Uncle Acid & The Deadbeats - Wasteland - Albums - Reviews - Soundblab

Uncle Acid & The Deadbeats - Wasteland

by Tim Sentz Rating:7 Release Date:2018-10-12
Uncle Acid & The Deadbeats - Wasteland
Uncle Acid & The Deadbeats - Wasteland

Uncle Acid and his deadbeats sound like they were ripped directly from a 70s horror film soundtrack. Gothic, heavy metal-tinged, and fierce, the band has ripped through four albums in the last decade and filled each one from start to finish with grinding riffage. Back in 2015, The Night Creeper launched them to a larger platform in the psych-rock realm and took them all over the world while being mentioned in the same circles as Ty Segall, Thee Oh Sees, King Tuff, and Meatbodies. Their brand of psych-rock-meets-classic-metal has garnered fans of Black Sabbath, Electric Wizard, and even Alice Cooper.

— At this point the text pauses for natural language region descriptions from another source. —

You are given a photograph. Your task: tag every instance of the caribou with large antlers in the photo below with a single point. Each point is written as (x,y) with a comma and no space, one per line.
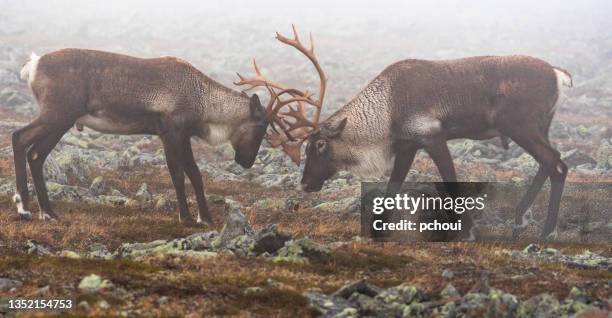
(119,94)
(421,104)
(294,125)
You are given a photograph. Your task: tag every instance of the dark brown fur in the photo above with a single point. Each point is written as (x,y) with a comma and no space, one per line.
(419,104)
(120,94)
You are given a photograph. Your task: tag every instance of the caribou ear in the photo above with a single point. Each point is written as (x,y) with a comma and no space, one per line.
(335,131)
(255,107)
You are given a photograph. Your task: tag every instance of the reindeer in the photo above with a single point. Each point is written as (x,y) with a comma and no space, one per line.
(420,104)
(119,94)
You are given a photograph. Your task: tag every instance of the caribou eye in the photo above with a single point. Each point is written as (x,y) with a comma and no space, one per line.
(321,145)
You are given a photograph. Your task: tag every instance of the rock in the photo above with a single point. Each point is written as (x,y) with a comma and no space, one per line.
(53,171)
(8,284)
(449,292)
(177,247)
(448,274)
(551,251)
(350,204)
(16,101)
(540,306)
(531,248)
(131,203)
(163,204)
(269,240)
(360,286)
(94,283)
(143,194)
(404,294)
(576,157)
(603,156)
(34,247)
(586,260)
(97,250)
(302,251)
(112,200)
(67,193)
(73,162)
(69,254)
(83,305)
(98,186)
(235,225)
(329,306)
(252,290)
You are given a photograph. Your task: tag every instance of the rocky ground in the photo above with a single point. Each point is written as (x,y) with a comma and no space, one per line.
(272,250)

All of these references are really just a way to describe the product of Uncle Acid & the Deadbeats. They essentially sound like all of those aforementioned bands/influences, all rolled together, sparked, and inhaled. Stoner riffs, psych freakouts, they are poster children for this small, but thriving genre. Thing is, with Uncle Acid & the Deadbeats is that you hear one album/song, you’ve essentially heard them all. And if you’re a fan of the bands already mentioned, then it’s kind of typical to have this notion. Even the most revered icons like Ozzy Osbourne and Rob Halford knew they had to change up their sound if they were ever to maintain success.

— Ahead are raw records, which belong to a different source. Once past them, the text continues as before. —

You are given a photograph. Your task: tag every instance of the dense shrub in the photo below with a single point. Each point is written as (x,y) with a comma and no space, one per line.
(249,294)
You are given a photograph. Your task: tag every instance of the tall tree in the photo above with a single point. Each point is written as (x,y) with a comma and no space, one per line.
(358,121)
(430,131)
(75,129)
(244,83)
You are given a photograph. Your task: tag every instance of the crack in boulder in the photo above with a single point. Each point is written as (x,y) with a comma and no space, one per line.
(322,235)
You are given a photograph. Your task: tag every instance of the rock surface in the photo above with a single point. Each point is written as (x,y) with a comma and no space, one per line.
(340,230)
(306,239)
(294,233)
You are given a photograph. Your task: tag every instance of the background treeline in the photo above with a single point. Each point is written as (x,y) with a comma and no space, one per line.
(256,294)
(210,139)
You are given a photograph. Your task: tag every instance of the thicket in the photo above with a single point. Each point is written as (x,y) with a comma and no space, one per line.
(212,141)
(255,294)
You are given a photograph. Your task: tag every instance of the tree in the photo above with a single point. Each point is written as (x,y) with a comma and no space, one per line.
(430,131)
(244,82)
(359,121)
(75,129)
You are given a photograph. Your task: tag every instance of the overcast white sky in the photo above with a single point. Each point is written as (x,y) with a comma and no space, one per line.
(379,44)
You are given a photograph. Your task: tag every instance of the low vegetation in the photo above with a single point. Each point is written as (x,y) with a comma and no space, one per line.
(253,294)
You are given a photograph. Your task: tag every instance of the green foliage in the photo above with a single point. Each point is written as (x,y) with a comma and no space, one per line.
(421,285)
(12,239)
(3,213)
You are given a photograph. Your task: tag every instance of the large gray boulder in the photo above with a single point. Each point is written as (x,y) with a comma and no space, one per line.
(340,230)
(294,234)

Wasteland isn’t even concerned with these issues. The gang makes a niche genre, and fans of the genre know it’ll be derivative of the last album, and the album before that, and so on. Wasteland opens like any other Acid record, though a bit of organ playing precludes the full arrival of “I See Through You,” it’s still the grand exclamation of psych(y) garage rock these guys are known for. Kevin R. Starr’s (aka Uncle Acid) handles all of the vocals, and his lyrical dynamics haven’t changed at all in the last decade. Production wise, Wasteland keeps things muddy, rough, and noisy, so Acid doesn’t need to really expand his vocal duties since they are almost entirely submerged in this sludgy sound.  “Shockwave City” keeps it all moving along at the break-neck speed – a runaway riff that molds the soundtrack of a Mad Max film to Acid’s shriek.

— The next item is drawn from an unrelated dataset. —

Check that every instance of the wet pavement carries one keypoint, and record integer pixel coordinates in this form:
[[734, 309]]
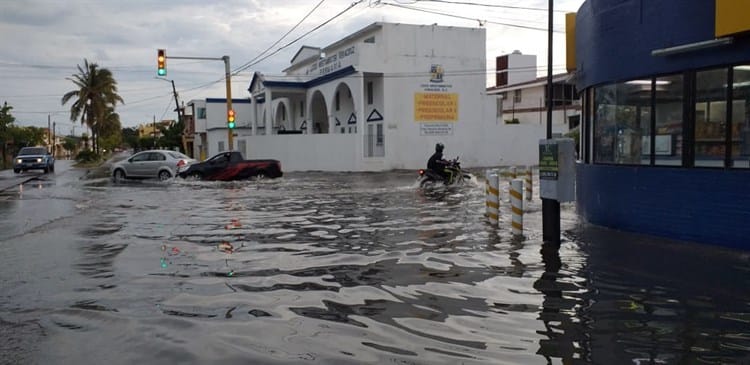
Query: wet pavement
[[345, 268]]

Everything about Wasteland lives up to the name. The record focuses on a wasteland and the traversing and pillaging that occurs with it. Even the bleakness shines through on their song titles “No Return,” “Blood Runner.” If you haven’t picked it up yet, this is one of those post-apocalyptic albums, and there might be a hint at deeper meaning, but Acid doesn’t dare take it that direction – he’s too restrained to wear any hearts on sleeves at this point in their career. And even though “No Return” stretches to 9 minutes, it doesn’t offer anything new to the genre, or to Uncle Acid.

It’s not so much a bad record, as it’s just a record. That’s it. Wasteland does little to expand the genre, and even though it’ll most definitely appeal to fans of the band and the genre, it will do nothing for those of us seeking just a tad bit more out of our music. A serviceable follow-up, but it’s often bland and uninteresting for those growing tired of this genre.